The Royal Tenenbaums is a film completely centered around family, therefore the concept of family is obviously important to both the plot and deeper meanings brought on by the film itself. Wes Anderson has a tendency to bring up family issues in his films, such as the lack of a fatherly figure present in the upbringing of children. Children are usually dependent on their parents as they are raised, but having no father to rely on and to encourage them is sure to spark up a bit of a problem in the life of a child.
In the film, Royal and Etheline split up, become seperated, and the Tenenbaum children usually never see much of their father. Royal would only take Richie out to places, and would leave Chas and Margot at home. Margot once invited her father to her birthday to see a production of one of her plays, but he was never invited back after his unnecessary, harsh review. Events as such usually left Margot and Chas feeling left out, as if they had no father at all. Royal would even introduce Margot as his “adopted daughter”, as if he wanted nothing more than to make a point of such.

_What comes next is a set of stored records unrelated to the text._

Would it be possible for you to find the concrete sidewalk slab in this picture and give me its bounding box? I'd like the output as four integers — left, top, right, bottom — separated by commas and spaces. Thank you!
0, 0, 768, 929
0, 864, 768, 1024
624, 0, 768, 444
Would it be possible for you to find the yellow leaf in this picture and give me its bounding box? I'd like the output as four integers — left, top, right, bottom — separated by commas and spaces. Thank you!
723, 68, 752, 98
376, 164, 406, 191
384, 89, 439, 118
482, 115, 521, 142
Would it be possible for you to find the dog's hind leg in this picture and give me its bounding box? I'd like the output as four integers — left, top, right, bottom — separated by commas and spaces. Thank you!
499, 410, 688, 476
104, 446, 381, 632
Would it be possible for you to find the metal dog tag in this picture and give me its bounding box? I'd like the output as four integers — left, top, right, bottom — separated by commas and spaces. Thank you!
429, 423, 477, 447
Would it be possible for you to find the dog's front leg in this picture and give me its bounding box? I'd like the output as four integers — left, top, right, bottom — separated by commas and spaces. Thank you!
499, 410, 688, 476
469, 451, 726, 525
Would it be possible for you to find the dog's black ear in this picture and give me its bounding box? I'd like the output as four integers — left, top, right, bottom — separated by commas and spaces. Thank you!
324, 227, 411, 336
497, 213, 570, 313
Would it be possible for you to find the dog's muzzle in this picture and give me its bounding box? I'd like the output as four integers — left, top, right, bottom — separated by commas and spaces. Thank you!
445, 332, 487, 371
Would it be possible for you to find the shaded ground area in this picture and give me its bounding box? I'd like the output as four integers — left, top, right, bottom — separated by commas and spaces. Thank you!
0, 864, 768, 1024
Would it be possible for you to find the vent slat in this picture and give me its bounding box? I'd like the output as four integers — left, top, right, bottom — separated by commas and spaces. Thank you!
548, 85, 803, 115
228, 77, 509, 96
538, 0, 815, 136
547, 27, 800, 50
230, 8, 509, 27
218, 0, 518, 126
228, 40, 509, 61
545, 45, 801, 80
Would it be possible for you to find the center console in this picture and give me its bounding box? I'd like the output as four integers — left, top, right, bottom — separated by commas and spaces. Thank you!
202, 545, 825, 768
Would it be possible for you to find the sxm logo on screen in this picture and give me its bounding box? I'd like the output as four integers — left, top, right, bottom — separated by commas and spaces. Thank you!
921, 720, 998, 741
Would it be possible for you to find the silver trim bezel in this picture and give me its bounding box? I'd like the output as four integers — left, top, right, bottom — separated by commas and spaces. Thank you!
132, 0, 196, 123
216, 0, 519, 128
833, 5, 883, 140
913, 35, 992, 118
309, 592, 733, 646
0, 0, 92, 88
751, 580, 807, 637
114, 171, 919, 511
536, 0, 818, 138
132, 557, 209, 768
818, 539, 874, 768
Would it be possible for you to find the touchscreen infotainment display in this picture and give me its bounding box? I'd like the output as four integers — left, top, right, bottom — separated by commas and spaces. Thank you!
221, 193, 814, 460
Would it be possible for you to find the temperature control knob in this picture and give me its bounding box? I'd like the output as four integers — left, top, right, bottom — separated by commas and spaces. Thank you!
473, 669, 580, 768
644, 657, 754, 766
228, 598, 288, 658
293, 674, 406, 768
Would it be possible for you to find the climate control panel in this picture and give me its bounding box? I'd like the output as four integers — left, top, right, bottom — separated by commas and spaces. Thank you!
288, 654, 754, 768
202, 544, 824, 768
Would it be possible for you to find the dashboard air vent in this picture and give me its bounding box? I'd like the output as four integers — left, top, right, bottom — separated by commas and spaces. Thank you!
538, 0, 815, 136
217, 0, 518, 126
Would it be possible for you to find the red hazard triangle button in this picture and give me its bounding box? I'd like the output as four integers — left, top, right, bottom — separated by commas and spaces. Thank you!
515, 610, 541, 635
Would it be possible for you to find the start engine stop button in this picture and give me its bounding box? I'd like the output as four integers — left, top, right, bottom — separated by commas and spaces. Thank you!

The Tenenbaums are an unusual, upper-class family living in New York City, that vary greatly from other families in society. The lack of a father figure in the lives of the children cause them to mature in unusual ways which impacts their ability to function as members of society. As adults, each child has an incredible amount of unhappiness in their lives because of the stress that their absent father inherently placed on them in their childhood.